Ein Steinkrebs blickt skeptisch nach oben. Nach der Erfassung seiner Daten darf er wieder abtauchen. © EMANUEL GRONAU
Leben zusammen in einem Bach: Dr. Jeremy Hübner zeigt einen gefundenen Edelkrebs (li.) und einen Steinkrebs. © GRONAU
Ein Steinkrebsbecken in Wielenbach: Jeremy Hübner mit Fischwirtschaftsmeister Martin Szyja (links). © GRONAU
Da ist einer!

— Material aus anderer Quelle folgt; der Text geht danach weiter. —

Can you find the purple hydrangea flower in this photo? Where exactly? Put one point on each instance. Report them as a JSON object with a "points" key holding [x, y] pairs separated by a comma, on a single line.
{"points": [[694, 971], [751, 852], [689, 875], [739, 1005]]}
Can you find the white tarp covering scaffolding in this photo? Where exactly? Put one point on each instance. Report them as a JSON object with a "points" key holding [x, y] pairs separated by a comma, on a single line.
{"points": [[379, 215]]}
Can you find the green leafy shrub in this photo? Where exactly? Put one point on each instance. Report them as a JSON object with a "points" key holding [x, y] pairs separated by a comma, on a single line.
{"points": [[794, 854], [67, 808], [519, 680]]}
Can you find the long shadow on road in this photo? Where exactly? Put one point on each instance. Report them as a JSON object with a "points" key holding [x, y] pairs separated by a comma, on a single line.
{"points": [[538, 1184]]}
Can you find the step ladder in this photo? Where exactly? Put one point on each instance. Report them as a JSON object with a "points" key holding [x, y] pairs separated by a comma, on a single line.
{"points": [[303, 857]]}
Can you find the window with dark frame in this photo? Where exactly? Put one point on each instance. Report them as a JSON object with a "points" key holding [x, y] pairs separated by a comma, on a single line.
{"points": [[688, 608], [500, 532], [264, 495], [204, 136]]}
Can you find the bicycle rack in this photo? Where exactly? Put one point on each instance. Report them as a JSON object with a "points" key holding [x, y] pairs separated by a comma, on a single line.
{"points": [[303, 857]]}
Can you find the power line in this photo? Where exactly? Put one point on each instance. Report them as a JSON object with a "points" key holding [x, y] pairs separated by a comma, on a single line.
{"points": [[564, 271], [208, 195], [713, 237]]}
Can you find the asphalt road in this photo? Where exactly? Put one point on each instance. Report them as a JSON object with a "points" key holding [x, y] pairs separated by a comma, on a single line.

Jeremy Hübner hat einen Krebs unterm Stein gefunden, Stefan Höfle notiert Art, Geschlecht und Größe. © GRONAU
München – Der Weg zur „Schatzkiste“, wie Jeremy Hübner diesen Ort nennt, führt einen Abhang hinunter, über Moos und Steine, durch Gestrüpp und einen dichten Wald. Erst unten in der Senke sieht man den Bach, der hier durch die unberührte Natur mäandert. Das ist die Schatzkiste, die für Bayerns Flusskrebse so wertvoll ist, dass wir nicht schreiben dürfen, wo im Kreis Weilheim-Schongau wir sind.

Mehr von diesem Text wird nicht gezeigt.